His colleague, Ksenia Pakhomova, tweeted a video of a polling station guard, who said that the observers had been advised to go to the Kemerovo city hall to get new permits and then come back if they were allowed.
The leader of the Navalny organization’s legal team, Ivan Zhdanov, tweeted that similar steps had been taken in the Khabarovsk district, and that in Komsomolsk on the Amur, all of Yabloko’s observers had been blocked.
Some voters appeared to have responded to the pressure to go vote by turning up, and spoiling their ballots, like the unnamed Murmansk serviceman described above.
Putin critic and one-time challenger Khodorkovsky spoilt his ballot, and posted about it online.
Some Instagram users followed his example and posted images of their spoilt ballots online.
Local and foreign observers have reported literally hundreds of violations, of varying types and degrees, from across Russia.
Much of the activity appeared to have been focused on getting out the vote; some appeared, more directly, to involve ballot-stuffing and attempts to inconvenience or sideline the observers who might have revealed it.

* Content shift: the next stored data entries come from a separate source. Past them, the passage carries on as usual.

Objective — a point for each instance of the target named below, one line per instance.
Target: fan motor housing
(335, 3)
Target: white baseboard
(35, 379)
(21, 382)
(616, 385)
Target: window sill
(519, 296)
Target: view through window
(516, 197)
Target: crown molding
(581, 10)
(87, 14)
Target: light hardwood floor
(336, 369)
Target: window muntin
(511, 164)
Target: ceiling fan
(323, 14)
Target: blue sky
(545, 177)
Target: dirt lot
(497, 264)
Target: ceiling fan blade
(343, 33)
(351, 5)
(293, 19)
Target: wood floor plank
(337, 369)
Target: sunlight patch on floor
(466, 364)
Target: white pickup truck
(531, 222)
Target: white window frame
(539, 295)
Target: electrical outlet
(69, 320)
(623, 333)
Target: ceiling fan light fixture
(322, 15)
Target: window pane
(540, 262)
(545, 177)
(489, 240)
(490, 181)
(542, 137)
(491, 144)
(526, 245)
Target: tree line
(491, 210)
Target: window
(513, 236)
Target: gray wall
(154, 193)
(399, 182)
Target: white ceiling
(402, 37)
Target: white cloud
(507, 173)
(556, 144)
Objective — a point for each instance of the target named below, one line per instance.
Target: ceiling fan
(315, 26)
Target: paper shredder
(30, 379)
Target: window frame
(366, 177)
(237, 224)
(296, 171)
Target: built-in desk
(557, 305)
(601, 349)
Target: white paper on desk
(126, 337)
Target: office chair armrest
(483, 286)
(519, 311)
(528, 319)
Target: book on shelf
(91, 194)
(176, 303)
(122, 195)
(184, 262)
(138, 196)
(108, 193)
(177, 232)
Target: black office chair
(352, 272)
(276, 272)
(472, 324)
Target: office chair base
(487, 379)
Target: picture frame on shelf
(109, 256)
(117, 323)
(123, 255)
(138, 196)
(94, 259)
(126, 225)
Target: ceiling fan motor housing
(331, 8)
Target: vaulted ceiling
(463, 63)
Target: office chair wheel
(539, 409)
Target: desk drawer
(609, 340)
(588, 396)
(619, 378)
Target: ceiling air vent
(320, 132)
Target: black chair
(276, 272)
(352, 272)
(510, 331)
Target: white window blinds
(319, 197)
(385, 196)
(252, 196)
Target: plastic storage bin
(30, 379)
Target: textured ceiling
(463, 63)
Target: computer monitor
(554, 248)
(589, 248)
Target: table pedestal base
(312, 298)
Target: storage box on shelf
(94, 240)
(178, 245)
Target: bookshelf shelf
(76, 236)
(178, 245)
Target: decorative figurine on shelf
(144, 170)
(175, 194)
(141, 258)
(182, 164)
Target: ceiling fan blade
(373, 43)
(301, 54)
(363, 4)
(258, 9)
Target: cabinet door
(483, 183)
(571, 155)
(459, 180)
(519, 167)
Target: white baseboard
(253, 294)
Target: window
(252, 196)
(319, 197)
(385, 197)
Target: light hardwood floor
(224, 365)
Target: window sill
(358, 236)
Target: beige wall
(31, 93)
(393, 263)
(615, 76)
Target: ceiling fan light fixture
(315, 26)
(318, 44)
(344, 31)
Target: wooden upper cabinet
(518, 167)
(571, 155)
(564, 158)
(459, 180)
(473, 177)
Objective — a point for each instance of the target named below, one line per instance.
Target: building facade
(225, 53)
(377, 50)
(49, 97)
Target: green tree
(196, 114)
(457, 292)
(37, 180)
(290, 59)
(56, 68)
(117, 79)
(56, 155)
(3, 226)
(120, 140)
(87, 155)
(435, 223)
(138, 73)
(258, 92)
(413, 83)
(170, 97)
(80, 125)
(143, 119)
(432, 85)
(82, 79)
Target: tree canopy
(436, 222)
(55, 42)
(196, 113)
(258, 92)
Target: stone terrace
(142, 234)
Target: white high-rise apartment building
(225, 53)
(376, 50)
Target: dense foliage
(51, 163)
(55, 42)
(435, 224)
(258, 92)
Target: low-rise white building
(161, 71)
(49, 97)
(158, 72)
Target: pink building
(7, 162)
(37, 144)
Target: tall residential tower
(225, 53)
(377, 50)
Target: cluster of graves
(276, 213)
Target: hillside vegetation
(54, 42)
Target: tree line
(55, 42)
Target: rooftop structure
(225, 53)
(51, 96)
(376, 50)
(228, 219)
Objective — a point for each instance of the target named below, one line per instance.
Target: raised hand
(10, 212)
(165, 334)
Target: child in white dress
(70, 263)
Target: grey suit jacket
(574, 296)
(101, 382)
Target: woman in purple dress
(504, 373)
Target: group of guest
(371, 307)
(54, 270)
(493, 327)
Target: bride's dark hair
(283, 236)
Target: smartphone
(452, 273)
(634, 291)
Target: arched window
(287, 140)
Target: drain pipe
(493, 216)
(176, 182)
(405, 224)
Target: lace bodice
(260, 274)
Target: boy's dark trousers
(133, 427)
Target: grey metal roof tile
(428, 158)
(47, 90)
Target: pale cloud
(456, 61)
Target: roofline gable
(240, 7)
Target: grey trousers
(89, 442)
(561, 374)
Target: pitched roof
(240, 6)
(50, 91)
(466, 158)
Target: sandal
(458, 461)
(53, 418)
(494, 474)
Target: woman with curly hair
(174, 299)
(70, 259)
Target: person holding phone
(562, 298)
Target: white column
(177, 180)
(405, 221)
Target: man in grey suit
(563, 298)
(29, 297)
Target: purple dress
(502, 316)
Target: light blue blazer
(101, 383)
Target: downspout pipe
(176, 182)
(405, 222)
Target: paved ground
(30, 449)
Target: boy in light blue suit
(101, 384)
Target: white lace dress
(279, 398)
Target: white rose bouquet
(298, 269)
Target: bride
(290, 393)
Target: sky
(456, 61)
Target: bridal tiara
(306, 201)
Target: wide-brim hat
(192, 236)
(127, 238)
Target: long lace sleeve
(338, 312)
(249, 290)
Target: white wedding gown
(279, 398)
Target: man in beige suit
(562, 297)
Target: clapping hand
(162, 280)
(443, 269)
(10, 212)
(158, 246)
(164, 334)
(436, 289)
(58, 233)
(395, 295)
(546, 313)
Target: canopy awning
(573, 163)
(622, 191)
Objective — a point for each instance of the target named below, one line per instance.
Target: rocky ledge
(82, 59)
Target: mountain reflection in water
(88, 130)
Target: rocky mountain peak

Some were committed by Electoral Commission staff themselves.
These attempts are noteworthy for the unease they betray in Russia’s ruling party and bureaucracy, given the long-term efforts the government has made to render elections controlled and predictable, such as jailing opposition leaders and imposing state control over the main TV stations.
The efforts to galvanize voters appear, from the MKH reports and the plethora of electoral advertising, to have been centrally driven, and reflect a concern with the turnout which will be the best indicator of Putin’s actual popularity.
The local ballot-stuffing may have been more a question of local initiative, although the full picture remained unclear at the time of this report. Nevertheless, it, too, seems to betray a lack of confidence in the system, and a lack of faith in Russian voters’ desire to vote for the same leader they have had, as either president or prime minister, for 18 years.
The efforts do, however, illustrate another point, and that is the courage, and dedication to transparency, of Russian voters. The vast bulk of the online material revealing cases of electoral violations came from Russian users. Many — such as the Navalny team — posted their evidence under their own names; thousands, across the country, entered polling stations with cameras and mobile phones to record what was going on.
There is no doubt that Putin will be declared the winner of Sunday’s election; it is greatly to the credit of Russian civil society that so much will be known about the manner of his victory.